With cancelled fireworks as my inspiration to pause and think, it’s time to take stock of what makes Canada Day a little more special than usual this year.

I recall the optimism in Canada when it turned 100. A much different time than now, we had no terrorism, technology meant a dial phone and there were a lot less Canadians with more places to grow. Our family arrived in Chatham on Canada Day 2008 for the first time and liked it so much that we moved here less than 2 weeks later. Today is our 9th anniversary of first seeing CK. Besides the numbers and the history, or the media hype about the number 150, the reason this year is notable is that Canada is at many crossroads at once. Our identity is shifting quickly as a nation towards more multiculturalism, better understanding of diverse sexual orientations, our concept of the world outside Canada is shifting and complex. The decisions made in other turbulent periods of our history have effect now. This year is special because we are forging the foundations of tomorrow’s Canada more than we normally are.

The choices we make in the following years will have a profound effect on the Canada our children live in as adults. How much public debt is too much? Can we curtail public unions and maintain a high standard of government services? Can we give our children a Canada that offers as much opportunity as once existed? Probably not. Much of that optimism has been spent. Today it’s impossibly high real estate prices, the possibility of higher interest rates on the horizon and the probability of an increase in inflation. Inflation has taken it’s toll since we moved here and is over 13% since 2008. If we had stuffed $10,000 under a mattress the day we arrived, it would take $11,300 today to equal the purchasing power. Ontario’s minimum wage increase to $15 an hour, coupled with protectionist policies from the US and retaliatory polices from Canada, spell an increase to inflation.

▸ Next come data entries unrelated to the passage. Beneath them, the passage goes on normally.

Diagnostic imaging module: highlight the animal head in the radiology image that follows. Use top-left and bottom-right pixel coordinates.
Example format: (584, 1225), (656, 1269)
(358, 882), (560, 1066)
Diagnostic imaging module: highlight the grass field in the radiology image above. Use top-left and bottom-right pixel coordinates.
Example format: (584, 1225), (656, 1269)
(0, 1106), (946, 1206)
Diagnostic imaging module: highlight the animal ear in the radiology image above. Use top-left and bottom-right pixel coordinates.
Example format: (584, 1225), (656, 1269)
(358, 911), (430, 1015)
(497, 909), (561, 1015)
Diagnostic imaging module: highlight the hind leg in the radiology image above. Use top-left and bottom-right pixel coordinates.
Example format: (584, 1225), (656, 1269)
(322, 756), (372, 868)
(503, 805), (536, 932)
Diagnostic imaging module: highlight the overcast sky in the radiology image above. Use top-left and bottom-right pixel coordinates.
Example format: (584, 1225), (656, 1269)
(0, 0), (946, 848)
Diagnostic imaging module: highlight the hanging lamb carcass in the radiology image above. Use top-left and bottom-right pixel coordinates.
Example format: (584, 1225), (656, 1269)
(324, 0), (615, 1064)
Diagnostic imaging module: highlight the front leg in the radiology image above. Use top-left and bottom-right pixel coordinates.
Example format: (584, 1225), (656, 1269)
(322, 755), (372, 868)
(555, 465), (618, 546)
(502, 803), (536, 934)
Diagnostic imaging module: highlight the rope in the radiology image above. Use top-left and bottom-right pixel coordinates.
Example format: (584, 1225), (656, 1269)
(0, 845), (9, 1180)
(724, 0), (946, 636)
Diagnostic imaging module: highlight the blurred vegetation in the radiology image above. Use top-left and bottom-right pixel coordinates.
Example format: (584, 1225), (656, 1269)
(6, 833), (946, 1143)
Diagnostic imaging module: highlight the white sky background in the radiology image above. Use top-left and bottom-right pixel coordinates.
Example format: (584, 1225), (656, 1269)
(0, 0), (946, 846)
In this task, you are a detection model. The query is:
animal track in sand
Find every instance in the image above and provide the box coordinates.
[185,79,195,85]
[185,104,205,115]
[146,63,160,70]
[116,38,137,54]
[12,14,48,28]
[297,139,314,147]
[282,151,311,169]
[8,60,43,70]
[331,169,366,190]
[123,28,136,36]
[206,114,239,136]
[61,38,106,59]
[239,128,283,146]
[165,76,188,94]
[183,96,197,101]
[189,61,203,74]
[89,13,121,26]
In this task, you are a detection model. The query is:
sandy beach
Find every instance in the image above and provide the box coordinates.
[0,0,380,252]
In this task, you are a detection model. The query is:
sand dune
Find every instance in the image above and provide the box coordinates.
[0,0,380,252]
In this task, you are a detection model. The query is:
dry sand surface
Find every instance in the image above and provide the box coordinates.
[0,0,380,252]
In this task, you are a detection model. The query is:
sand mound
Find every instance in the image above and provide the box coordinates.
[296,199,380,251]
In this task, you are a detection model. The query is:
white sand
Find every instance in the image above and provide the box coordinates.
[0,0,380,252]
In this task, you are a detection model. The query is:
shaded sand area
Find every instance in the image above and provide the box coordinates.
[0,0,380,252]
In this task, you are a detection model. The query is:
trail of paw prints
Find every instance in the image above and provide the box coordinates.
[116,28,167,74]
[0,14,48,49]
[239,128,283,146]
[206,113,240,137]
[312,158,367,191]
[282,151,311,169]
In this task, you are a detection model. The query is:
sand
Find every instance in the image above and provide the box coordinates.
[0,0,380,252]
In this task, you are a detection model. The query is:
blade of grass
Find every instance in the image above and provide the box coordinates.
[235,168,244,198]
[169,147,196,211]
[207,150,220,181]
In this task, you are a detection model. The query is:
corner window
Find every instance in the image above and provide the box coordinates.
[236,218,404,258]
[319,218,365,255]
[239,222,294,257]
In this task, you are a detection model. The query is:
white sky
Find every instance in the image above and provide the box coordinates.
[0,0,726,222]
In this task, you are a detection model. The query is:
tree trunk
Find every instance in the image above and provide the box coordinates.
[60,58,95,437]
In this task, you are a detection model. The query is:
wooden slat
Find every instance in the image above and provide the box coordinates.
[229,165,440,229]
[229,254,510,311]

Our military role is shifting too. Once a complacent observer of world events, Canada has increasingly become involved and needs to assess it’s role moving forward very cautiously. From our active support of Operation Reassurance in Central and Eastern Europe and operation Inherent Resolve in Iraq, to our recent increase in military spending of 70%, there is a shift in how we perceive our role internationally. It’s not for me to say here what we should or should not do, but rather it is to underline the consequences of those decisions and how it affects the future.

First Nations people have less to celebrate than non-indigenous people have. Many non-native people are not celebrating as well, citing few reasons to boast about Canada. Since celebrating is not obligatory, they are free to excuse themselves. There are many reasons to celebrate without universal agreement as to why. This country we share gives us almost all of us privileges other people never have, including a chance at getting a job and a good life… but if you look around the world then just having a toilet is a privilege. Our citizenship is worth more than gold is. Canada is the best country on earth. A single day that goes past where a Canadian doesn’t thank their lucky stars is a day taken for granted. Today however is special, because we can assess where we are and more critically where we are going. What we decide now, will shape the Canada that turns 200 a lot. As a nation, we need pause and ask what that Canada will look like. When the fireworks go off, celebrate with all you have inside if you do celebrate. But let’s follow that up and get down to business with a renewed optimism that by working together we can resolve the problems we face today, and ensure that even more Canadians celebrate Canada in 50 years. It’s up to us.